Si les fruits de l'Union européenne avaient été répartis plus équitablement entre les Etats membres et si ceux-ci avaient été dès le départ fermement attachés aux principes démocratiques, l'influence idéologique de la Chine en Europe aurait été sans conséquence. 

Démocratie en Europe

Les Etats-Unis sous Joe Biden ne feront plus revivre l'ancienne alliance transatlantique et encore moins vont-ils critiquer l'Europe pour son manque d'intégration comme dans les années 1950. Contrairement à Donald Trump, cependant, Biden comprend que pour contraindre la Chine, il faut trouver un terrain d'entente avec les alliés européens. Une telle alliance devra déterminer comment gérer Pékin, mais la meilleure réponse contre le discours autoritaire de la Chine est de s'assurer que la démocratie en Europe continue à fonctionner pour tous. M. Biden s'est engagé à se concentrer sur "rétablir  l'âme de l'Amérique". Les dirigeants européens doivent également s'engager à nouveau en faveur des idéaux de Konrad Adenauer.

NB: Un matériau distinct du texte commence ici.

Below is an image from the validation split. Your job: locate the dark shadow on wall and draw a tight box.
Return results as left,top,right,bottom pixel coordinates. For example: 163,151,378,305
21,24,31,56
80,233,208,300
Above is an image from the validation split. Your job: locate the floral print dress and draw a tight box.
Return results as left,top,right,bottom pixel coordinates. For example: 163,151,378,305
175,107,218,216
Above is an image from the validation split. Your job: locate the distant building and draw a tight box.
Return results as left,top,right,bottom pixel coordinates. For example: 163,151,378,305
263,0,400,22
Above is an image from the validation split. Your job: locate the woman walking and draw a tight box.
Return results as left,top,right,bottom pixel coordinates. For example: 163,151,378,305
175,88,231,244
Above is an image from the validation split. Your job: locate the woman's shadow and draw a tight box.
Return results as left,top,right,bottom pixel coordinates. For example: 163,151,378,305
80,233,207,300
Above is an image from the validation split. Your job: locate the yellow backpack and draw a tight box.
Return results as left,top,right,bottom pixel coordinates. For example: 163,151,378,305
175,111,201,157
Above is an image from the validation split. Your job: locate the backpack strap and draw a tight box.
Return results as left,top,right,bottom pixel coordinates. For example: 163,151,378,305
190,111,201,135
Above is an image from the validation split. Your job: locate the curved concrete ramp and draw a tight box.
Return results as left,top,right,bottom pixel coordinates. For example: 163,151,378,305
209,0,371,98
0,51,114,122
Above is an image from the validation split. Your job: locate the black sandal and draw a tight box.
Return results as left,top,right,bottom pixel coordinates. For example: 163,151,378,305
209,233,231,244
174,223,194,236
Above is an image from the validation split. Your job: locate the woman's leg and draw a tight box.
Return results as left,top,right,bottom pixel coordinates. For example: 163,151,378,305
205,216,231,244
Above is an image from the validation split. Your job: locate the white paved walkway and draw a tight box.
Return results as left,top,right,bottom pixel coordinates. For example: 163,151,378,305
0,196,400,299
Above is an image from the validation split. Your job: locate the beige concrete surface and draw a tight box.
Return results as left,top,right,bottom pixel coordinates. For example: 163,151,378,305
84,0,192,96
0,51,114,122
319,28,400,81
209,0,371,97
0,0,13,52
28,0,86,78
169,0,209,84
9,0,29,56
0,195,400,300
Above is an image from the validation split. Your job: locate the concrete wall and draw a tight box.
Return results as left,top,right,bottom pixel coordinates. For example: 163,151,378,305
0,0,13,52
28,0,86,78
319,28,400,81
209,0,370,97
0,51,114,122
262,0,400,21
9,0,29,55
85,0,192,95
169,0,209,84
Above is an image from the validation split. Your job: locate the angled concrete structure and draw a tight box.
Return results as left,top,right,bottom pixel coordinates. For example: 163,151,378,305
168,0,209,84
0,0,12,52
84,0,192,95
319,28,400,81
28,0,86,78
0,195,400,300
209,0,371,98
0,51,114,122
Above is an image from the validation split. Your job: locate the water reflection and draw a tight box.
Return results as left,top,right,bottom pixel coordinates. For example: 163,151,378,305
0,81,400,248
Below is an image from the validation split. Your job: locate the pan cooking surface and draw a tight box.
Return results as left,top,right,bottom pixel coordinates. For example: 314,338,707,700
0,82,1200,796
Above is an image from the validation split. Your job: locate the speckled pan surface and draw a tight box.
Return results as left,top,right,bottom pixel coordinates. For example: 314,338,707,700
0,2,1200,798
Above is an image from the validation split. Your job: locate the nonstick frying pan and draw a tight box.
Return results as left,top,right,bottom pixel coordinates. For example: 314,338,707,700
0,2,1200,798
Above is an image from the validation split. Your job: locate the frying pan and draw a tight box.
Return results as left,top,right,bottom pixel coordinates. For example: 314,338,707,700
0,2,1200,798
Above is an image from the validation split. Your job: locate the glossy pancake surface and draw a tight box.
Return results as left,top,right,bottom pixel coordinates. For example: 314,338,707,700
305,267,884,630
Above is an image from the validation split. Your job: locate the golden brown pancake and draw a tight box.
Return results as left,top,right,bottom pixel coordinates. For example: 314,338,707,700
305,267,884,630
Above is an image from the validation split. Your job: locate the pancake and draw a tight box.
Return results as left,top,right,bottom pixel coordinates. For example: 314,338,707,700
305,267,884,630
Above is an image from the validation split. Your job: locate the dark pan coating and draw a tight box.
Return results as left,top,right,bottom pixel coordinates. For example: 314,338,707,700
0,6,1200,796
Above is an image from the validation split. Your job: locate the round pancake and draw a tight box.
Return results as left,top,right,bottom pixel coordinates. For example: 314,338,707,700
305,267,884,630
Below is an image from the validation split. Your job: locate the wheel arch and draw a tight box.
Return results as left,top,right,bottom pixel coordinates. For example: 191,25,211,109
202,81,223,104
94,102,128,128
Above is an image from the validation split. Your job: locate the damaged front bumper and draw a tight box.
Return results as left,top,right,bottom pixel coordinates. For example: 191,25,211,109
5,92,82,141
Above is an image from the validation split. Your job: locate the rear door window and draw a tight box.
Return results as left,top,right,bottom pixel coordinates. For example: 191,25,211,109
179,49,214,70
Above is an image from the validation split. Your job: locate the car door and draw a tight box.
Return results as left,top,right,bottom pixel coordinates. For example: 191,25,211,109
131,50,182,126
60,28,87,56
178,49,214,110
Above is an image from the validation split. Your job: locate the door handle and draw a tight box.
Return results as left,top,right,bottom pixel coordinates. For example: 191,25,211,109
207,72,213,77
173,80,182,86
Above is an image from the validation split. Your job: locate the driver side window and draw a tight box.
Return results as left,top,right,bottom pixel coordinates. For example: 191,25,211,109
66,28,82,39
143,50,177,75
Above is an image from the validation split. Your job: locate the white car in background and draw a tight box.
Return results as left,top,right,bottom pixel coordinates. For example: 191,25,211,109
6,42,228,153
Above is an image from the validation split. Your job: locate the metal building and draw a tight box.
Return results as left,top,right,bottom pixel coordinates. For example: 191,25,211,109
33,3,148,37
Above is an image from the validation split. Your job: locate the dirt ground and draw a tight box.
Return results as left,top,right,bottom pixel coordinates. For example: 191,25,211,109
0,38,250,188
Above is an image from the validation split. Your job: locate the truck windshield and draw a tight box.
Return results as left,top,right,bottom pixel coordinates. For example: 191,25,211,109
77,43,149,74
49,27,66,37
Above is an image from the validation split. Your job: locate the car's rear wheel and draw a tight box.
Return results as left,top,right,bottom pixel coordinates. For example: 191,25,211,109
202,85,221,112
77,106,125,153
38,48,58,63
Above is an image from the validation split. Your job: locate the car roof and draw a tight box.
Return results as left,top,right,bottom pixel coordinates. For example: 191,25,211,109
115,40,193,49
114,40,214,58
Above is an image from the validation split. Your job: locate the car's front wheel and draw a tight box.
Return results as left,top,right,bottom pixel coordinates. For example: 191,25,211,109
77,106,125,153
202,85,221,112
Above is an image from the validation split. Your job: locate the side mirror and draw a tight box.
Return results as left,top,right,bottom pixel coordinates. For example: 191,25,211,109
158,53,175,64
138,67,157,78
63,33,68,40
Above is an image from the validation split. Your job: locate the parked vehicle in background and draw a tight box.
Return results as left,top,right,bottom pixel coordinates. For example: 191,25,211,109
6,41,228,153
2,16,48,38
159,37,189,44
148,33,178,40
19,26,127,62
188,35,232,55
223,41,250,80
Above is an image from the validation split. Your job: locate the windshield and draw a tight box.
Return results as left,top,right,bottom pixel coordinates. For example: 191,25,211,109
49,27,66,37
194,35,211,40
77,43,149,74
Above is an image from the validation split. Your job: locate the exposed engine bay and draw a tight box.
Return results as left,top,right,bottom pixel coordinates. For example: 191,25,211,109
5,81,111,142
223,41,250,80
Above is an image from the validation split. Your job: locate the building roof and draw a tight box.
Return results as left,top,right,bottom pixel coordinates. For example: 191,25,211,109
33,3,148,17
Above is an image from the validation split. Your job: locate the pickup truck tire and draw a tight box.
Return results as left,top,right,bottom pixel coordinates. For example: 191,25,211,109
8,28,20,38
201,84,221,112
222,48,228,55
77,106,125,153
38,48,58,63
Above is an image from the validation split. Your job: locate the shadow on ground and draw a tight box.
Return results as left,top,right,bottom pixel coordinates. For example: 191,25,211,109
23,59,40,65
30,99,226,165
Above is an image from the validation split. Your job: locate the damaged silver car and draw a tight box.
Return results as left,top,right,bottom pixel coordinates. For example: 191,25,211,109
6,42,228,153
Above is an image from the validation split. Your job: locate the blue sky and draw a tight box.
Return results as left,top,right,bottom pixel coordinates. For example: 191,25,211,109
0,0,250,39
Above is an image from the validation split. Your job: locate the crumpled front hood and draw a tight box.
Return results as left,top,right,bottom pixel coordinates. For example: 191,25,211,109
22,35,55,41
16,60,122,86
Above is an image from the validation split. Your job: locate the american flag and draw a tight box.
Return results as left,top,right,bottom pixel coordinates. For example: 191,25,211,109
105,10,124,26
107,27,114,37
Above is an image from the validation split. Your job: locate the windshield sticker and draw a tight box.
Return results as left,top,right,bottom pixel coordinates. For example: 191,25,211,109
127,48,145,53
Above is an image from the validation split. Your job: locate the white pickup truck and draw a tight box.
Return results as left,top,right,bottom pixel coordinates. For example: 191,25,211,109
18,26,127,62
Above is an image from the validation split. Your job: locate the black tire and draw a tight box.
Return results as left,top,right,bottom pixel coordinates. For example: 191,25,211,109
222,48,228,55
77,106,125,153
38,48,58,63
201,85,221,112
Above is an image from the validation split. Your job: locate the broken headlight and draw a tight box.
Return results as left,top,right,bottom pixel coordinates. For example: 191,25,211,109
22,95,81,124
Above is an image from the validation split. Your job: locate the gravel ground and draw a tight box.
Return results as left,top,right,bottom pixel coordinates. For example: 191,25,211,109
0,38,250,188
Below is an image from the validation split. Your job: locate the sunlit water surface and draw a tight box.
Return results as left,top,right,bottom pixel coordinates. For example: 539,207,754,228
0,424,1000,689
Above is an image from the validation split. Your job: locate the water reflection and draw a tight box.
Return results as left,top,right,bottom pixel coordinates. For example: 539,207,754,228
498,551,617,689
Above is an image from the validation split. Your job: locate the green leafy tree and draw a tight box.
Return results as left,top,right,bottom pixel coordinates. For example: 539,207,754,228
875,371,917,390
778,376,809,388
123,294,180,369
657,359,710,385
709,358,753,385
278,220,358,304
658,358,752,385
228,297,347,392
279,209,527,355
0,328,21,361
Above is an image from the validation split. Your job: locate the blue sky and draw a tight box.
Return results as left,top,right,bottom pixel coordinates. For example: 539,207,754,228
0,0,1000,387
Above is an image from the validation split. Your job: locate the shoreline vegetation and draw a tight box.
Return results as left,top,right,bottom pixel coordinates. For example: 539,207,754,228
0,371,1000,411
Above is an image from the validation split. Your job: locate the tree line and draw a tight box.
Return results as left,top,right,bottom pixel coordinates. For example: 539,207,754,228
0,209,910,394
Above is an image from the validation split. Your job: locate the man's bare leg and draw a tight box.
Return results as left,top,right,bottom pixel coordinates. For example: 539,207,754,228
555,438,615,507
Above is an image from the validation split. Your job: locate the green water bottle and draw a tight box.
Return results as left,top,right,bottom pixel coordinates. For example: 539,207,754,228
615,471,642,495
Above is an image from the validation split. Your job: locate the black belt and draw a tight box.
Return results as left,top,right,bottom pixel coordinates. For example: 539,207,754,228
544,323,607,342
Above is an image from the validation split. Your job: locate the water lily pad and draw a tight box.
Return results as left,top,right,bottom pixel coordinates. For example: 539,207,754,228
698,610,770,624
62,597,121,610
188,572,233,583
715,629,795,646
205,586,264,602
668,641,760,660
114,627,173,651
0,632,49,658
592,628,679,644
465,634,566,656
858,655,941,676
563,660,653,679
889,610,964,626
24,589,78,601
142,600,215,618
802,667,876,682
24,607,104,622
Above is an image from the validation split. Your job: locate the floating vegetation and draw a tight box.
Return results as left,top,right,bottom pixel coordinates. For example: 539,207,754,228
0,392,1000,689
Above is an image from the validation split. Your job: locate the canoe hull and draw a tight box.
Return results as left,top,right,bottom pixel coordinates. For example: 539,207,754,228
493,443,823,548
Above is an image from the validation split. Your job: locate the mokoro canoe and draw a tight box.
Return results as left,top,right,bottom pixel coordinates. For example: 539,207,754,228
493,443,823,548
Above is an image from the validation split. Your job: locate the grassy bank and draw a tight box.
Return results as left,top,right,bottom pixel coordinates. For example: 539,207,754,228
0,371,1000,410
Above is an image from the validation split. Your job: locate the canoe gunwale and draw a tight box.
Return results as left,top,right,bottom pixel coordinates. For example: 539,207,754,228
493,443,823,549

L'Allemagne, en tant que pays d'Europe ayant les liens économiques les plus importants avec la Chine, peut aujourd'hui signaler, du fait de sa présidence du Conseil de l'Union européenne, que les intérêts de l'industrie allemande ne sont pas supérieurs à ceux de l'Europe. Ce serait un petit pas pour la solidarité européenne, un pas de géant pour défier la Chine.